I get essentially the same backtrace every single time. I can’t make a lot of sense out of it. I’m not much of a C developer, nor do I have a lot of experience with GDB. If anyone has a thought about what to do next, I’d be very thankful.

FYI: the application is running on a beefy GPU server with 2 octocore CPU’s and 96GB of RAM. It has 3 RTX2080Ti cards wit 10GB vram, running Ubuntu 20.04LTS with the nvidia container runtime and 470 driver. The application we are developing has to do video processing/analysis on live (RTSP) streams and the server has to be able to do multiple streams. To do so, we run the application in a Deepstream (6.0.1) docker container.

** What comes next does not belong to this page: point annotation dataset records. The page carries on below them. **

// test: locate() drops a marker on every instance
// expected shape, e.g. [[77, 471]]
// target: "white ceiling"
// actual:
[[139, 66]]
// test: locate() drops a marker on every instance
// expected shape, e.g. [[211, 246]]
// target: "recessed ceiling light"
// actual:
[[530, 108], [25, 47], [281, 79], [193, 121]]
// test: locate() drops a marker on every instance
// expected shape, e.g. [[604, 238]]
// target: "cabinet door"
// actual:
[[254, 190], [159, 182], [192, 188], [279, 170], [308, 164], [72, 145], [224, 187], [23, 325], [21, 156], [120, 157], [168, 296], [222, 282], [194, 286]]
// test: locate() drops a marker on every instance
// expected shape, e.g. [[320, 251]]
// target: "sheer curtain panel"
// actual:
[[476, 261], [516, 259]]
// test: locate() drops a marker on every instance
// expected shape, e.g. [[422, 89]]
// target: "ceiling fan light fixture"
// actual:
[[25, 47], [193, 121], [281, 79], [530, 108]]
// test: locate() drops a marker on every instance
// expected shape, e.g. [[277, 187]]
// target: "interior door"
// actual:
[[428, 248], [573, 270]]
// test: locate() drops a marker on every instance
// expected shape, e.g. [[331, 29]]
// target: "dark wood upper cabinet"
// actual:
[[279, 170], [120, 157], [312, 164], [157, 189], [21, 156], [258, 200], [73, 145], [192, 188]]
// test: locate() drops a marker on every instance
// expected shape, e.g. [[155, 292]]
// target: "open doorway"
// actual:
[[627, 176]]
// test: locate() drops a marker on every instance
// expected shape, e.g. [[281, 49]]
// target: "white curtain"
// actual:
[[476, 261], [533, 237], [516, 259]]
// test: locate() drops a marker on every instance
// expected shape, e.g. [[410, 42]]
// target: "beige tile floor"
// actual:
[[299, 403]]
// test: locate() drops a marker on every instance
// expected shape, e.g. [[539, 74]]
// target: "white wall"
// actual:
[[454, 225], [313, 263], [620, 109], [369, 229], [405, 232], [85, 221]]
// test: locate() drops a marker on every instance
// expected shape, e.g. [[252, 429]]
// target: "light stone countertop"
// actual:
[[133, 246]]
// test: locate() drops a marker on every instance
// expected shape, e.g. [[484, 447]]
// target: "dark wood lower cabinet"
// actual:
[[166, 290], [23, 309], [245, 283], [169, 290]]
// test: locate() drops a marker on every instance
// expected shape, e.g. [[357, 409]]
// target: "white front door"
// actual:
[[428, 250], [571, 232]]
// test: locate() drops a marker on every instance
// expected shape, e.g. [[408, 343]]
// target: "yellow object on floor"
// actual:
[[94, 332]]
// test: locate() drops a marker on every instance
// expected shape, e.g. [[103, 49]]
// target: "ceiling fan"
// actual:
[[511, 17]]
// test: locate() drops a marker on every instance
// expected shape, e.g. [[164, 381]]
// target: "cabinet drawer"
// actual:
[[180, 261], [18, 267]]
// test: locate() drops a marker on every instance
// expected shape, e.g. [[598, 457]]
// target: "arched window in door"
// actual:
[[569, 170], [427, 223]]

When I run one instance of this container I get about 10% GPU utilization and about 8% memory usage on one RTX device. So theoretically there should be more than enough power to at least have about 15 instances running spread over these 3 devices with ample overhead. But seeing all these memory issues and segfaults I’m beginning to doubt if it’s even technically possible AT ALL to run multiple instance of a GPU intensive application on one device? What do I need to do to get this running smoothly and reliably?

Because the application does run, which is promising. Sometimes for 5 minutes, sometimes for an hour, but eventually it segfaults? It seems to me like some sort of race condition or sync problem between host and device memory. But will I be able to influence this in Python with the limited tools I have?

kesong · April 7, 2022, 2:07pm

There is no update from you for a period, assuming this is not an issue any more.
Hence we are closing this topic. If need further support, please open a new one.
Thanks

Seems crash in the preprocess of nvinfer. Can you share your pipeline? Can you disable some plugin in your pipeline to narrow down the issue?